Les «ales», bières brunes traditionnelles qui avaient failli disparaître, retrouvent les faveurs des Britanniques, alors que les tenanciers de pubs se désolent de voir leurs ventes baisser et atteindre cette année leur plus bas niveau depuis la Grande Dépression des années 1930.

«Les gens boivent moins de bière qu'auparavant mais ils recherchent des bières meilleures, avec plus de saveur.

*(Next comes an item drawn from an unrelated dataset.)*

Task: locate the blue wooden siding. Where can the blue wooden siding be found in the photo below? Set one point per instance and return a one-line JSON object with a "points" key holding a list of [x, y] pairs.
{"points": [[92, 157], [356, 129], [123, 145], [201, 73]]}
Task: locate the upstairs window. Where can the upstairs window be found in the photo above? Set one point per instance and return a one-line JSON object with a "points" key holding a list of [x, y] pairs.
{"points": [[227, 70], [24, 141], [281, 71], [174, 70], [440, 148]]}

Ils reviennent vers la bière traditionnelle», constate David Spencer, chargé du marketing chez Fuller's, dernière brasserie familiale de Londres dont la marque phare est «London Pride».

«Au cours d'une année où le marché de la bière britannique a connu une baisse sévère, Fuller's a vu ses volumes progresser et a augmenté sa part de marché», qui se situe autour de 1%, se réjouit-il.

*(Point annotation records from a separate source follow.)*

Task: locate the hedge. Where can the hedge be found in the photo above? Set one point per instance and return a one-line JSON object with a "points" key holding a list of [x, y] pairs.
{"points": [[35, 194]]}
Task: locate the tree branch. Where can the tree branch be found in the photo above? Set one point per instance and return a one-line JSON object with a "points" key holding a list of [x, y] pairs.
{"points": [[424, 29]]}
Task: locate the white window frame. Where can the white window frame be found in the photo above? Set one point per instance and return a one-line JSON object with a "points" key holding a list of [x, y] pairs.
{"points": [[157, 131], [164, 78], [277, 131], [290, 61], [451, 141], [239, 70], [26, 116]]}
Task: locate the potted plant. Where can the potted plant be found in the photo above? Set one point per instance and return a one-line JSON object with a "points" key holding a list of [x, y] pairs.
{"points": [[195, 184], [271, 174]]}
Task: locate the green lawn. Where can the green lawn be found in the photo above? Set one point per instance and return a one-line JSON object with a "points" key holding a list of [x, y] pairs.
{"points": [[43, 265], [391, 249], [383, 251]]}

Les ventes totales de bière ont chuté de 4,5% au deuxième trimestre par rapport à la même période de l'an dernier dans le pays, selon les chiffres de l'Association de la bière britannique et des pubs publiés la semaine dernière.

Et la baisse est encore plus marquée dans les pubs, qui vendent quelque 14 millions de pintes par jour, soit un recul de plus de 10% sur cette même période.

Mais à la brasserie Fuller's fondée en 1845, l'heure est à l'optimisme, et les propriétaires se sentent presque à l'étroit dans les bâtiments en brique d'origine, situés entre la Tamise et une voie rapide.

La production de 1,2 million de pintes par semaine a été radicalement modernisée, avec des cuves en acier et un laboratoire qui surveille au plus près la fermentation.

Les employés ne doivent effectuer qu'un petit nombre d'opérations, comme ajouter du houblon dans les cuves où va fermenter le breuvage.

«L'utilisation particulière de la levure, et aussi la température plus fraîche de fermentation, et le malt, donnent une saveur beaucoup plus subtile» que la plupart des bières industrielles, souligne John Keeling le brasseur en chef de Fuller's.

Fuller's avait pourtant failli abandonner la bière traditionnelle dans les années 1970 pour produire la bière blonde, la «lager», qui dominait alors complètement le marché.

Alors qu'avant-guerre les Britanniques ne buvaient pratiquement que de l'ale, la bière traditionnelle locale, celle-ci a ensuite connu un déclin rapide au profit de la lager.

Considérée alors comme une bière tiède, avec peu de bulles, parfois mal conservée et tournant au vinaigre, l'ale a été délaissée par les Britanniques qui se sont tournés vers la bière blonde, à la qualité plus constante et qui bénéficiait de grandes campagnes de publicité.

«Mais à présent les ventes baissent parce que les quatre grands groupes brassicoles internationaux qui ont plus de 80% du marché ne semble produirent que des marques mondiales que l'on voit partout (...) c'est ennuyeux», souligne Ian Loe de la Campagne pour la vraie bière (Camra), une association de consommateurs qui promeut l'«ale» traditionnelle.

«Les seules brasseries qui produisent plus, qui voient leurs ventes progresser, ce sont les plus petites, 600 brasseries artisanales et 35 brasseries familiales», souligne-t-il.

Les brasseries traditionnelles ont de leur côté investi dans la qualité et profitent du retour en grâce des produits locaux auprès des consommateurs qui redécouvrent le terroir.

Mais elles ont toujours du mal à se faire une place dans les pubs pour parvenir jusqu'au consommateur.

Les grands groupes britanniques propriétaires de pubs préfèrent en effet se fournir auprès des mastodontes de la bière, comme Heineken ou Inbev, qui leur permettent de réaliser de bonnes marges, souligne Iain Loe.